README.md

Squeeze-and-Excitation Networks TensorRT Inference on Nvidia GPU

Installing Pre-requisites:

To use the stand alone trt-se-resnet50-app,

• Prepare ImageNet dataset

• Install Cuda 10.0

• Install TensorRT 5.x

• Inistall Tensorflow

• Install Opencv 4.x

• Download Tensorpack 0.8.9 code to working directory Note that later versions might not work,

  1. $ cd path/to/your_working_directory/

  2. $ wget https://github.com/tensorpack/tensorpack/archive/0.8.9.tar.gz

  3. $ tar -xvzf 0.8.9.tar.gz

  4. Add line to ~/.bashrc

     export PYTHONPATH=$PYTHONPATH:/path/to/tensorpack-0.8.9

  5. $ source ~/.bashrc

Preparing .wts file for TensorRT Inference

1. Clone this repository

2. $ cd senet/Revised_Scripts

3. Download the ImageNet-ResNet50-SE.npz file from the ResNet50-SE model by running the following command:

    wget http://models.tensorpack.com/ResNet/ImageNet-ResNet50-SE.npz
   

4. You can find the revised base_revised.py script in the senet/Revised_Scrpits directory. Then replace the content of the original base.py in tensorpack/tensorpack/predict/.

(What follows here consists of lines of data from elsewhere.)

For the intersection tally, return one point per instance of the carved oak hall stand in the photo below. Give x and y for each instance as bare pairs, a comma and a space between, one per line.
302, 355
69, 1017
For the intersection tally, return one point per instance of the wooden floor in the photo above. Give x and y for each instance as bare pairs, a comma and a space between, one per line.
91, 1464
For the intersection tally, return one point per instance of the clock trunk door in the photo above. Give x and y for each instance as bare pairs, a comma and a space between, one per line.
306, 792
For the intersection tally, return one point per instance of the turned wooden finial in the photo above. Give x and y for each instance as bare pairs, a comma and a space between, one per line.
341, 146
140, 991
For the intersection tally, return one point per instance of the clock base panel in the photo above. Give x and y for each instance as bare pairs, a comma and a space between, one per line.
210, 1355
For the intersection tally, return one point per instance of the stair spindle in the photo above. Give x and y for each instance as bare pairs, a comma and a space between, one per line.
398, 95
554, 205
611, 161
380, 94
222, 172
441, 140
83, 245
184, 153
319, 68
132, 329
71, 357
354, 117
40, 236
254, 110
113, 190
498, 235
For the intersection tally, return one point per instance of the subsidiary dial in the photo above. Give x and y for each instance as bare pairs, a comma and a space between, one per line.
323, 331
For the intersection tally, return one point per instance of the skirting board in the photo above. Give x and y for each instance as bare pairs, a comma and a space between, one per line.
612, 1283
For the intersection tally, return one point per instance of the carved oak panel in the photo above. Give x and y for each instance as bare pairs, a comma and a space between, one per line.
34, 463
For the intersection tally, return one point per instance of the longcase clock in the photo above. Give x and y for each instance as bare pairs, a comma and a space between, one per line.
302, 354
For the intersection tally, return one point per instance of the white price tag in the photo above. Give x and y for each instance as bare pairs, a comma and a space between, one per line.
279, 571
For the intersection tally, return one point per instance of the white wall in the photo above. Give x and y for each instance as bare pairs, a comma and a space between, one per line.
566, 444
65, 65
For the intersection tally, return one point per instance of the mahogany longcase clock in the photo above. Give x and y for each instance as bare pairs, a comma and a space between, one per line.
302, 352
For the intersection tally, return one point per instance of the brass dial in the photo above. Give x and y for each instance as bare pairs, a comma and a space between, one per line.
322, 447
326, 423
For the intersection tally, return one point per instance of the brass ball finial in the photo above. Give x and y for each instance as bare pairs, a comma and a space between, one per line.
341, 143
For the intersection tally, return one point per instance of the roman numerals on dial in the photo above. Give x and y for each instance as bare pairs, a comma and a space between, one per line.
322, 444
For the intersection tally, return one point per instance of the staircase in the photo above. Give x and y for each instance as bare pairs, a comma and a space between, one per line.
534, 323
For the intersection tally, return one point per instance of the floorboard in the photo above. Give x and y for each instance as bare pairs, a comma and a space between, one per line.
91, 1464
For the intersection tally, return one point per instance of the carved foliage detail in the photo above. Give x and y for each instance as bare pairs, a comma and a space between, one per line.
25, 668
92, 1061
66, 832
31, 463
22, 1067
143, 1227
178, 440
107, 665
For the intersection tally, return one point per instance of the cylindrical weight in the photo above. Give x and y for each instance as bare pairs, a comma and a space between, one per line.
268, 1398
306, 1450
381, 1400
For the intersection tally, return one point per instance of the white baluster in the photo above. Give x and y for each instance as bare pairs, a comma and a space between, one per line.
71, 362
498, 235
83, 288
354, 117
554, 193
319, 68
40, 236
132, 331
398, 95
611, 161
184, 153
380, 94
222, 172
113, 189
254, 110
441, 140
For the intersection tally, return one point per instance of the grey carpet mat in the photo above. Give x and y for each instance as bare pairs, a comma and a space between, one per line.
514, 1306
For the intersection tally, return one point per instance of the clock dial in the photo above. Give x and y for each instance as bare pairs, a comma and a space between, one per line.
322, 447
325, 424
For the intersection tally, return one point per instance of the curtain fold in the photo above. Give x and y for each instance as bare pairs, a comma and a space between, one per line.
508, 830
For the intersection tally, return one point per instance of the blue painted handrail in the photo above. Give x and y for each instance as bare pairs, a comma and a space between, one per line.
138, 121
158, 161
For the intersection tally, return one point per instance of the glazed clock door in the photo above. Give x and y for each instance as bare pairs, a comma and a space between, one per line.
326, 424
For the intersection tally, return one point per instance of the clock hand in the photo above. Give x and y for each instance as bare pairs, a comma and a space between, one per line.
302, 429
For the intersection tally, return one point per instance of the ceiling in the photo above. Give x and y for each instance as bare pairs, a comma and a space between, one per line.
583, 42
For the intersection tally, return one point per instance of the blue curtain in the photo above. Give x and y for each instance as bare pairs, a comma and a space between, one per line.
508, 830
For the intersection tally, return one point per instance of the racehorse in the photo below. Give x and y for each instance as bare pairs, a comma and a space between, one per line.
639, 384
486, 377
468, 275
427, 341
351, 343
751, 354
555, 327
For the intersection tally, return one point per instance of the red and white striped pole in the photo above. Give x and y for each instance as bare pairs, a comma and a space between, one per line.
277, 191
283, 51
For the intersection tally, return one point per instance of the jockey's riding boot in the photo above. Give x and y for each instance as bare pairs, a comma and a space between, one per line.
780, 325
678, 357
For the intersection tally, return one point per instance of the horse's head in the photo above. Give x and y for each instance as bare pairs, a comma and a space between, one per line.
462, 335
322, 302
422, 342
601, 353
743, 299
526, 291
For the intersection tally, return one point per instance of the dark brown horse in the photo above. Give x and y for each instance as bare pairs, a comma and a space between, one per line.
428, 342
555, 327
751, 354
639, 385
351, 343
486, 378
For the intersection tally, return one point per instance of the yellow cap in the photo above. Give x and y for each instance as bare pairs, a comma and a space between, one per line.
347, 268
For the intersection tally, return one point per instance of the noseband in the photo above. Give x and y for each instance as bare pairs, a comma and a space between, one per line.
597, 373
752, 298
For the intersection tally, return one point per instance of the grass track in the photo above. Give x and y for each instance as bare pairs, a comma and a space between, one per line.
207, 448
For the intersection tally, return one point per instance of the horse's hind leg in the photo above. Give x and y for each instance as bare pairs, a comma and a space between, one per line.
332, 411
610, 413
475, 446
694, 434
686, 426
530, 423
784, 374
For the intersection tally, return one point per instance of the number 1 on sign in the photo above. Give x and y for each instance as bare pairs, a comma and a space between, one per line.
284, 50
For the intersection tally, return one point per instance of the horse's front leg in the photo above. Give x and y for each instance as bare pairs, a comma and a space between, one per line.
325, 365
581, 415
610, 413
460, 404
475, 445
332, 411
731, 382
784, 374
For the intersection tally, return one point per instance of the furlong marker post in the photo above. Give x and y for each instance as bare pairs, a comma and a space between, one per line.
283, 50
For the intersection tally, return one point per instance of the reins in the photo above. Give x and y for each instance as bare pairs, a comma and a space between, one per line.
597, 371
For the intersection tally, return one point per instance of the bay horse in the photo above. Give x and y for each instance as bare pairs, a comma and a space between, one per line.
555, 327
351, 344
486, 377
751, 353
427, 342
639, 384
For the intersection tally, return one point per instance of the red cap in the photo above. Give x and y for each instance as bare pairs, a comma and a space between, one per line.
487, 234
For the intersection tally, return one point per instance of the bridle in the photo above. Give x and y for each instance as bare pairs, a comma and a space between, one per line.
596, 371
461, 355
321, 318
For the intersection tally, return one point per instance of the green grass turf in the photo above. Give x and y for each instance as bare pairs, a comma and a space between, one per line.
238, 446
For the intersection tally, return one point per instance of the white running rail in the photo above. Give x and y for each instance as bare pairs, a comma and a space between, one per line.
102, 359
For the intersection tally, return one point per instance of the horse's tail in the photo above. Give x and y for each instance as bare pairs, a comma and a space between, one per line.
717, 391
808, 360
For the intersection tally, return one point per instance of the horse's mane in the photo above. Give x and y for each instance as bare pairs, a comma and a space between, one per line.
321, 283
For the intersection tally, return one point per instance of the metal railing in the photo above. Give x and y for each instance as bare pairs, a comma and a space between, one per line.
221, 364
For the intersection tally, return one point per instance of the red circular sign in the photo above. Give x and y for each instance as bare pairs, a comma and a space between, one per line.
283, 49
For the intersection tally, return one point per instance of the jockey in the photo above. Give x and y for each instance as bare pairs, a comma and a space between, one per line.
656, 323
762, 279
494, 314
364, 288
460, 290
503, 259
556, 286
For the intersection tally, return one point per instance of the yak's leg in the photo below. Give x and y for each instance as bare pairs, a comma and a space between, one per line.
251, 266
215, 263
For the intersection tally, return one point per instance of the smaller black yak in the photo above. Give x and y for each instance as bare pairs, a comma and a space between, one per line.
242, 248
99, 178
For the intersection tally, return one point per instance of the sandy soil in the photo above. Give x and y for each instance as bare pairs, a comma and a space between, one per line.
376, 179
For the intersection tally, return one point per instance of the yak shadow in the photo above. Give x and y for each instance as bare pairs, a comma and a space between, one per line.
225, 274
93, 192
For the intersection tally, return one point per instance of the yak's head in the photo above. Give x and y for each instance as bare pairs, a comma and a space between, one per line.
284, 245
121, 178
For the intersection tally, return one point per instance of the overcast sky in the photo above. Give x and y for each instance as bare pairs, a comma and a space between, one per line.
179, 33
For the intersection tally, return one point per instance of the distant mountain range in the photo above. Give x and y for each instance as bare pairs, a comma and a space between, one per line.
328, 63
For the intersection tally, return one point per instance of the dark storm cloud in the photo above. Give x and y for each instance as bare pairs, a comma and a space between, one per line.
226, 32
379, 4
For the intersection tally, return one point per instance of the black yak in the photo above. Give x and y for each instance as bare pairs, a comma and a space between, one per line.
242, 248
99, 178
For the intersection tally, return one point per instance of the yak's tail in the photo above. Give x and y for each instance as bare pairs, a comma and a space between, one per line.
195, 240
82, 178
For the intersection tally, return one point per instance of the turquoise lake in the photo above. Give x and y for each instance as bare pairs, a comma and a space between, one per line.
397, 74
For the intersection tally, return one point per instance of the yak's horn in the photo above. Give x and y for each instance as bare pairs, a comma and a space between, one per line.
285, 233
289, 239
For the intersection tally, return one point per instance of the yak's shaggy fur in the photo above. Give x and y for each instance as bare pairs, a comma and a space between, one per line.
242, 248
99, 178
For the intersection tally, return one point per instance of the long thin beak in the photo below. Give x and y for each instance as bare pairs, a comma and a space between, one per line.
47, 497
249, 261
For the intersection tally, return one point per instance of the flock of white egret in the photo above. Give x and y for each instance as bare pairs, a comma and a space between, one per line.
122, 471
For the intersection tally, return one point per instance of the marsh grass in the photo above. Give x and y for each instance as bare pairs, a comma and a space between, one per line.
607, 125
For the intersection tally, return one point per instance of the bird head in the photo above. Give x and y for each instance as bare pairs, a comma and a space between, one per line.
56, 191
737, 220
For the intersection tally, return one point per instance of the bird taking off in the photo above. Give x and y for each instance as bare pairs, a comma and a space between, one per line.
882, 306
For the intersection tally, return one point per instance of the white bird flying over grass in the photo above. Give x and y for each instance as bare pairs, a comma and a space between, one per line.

   • Note (The difference between base_revised.py and base.py) :

     In order to obtain the Checkpoints and Tensorboard from the Tensorpack (TensorFlow re-implementation), we added an tf.train.Saver() object and an tf.summary.FileWriter() object in the OfflinePredictor class in the tensorpack/tensorpack/predict/base.py

5. We can use the sample script from tensorpack to obtain checkpoints for senet.

   The checkpoints will be stored in the SE-ResNet50-ckpt folder under the same directory (senet/Revised_Scrpits)

   $ python /path/to/tensorpack-0.8.9/tensorpack/examples/ResNet/imagenet-resnet.py --data [/path/to/ImageNet_dataset] --load [/path/to/ResNet50-SE.npz] -d 50 --eval --mode se

6. You can find the revised dumpTFWts_revised.py script in the Revised_Scripts directory.

   $ cd SE-ResNet50-ckpt
$ python ../dumpTFWts_revised.py -m se-resnet50.ckpt -1 true -o SE-ResNet50

   • Note (The difference between dumpTFWts_revised.py and dumpTFWts.py) :

     In order to extract the weights from the generated checkpoints, we use the Python script dumpTFWts.py provided in the tensorrt/samples/common/ directory.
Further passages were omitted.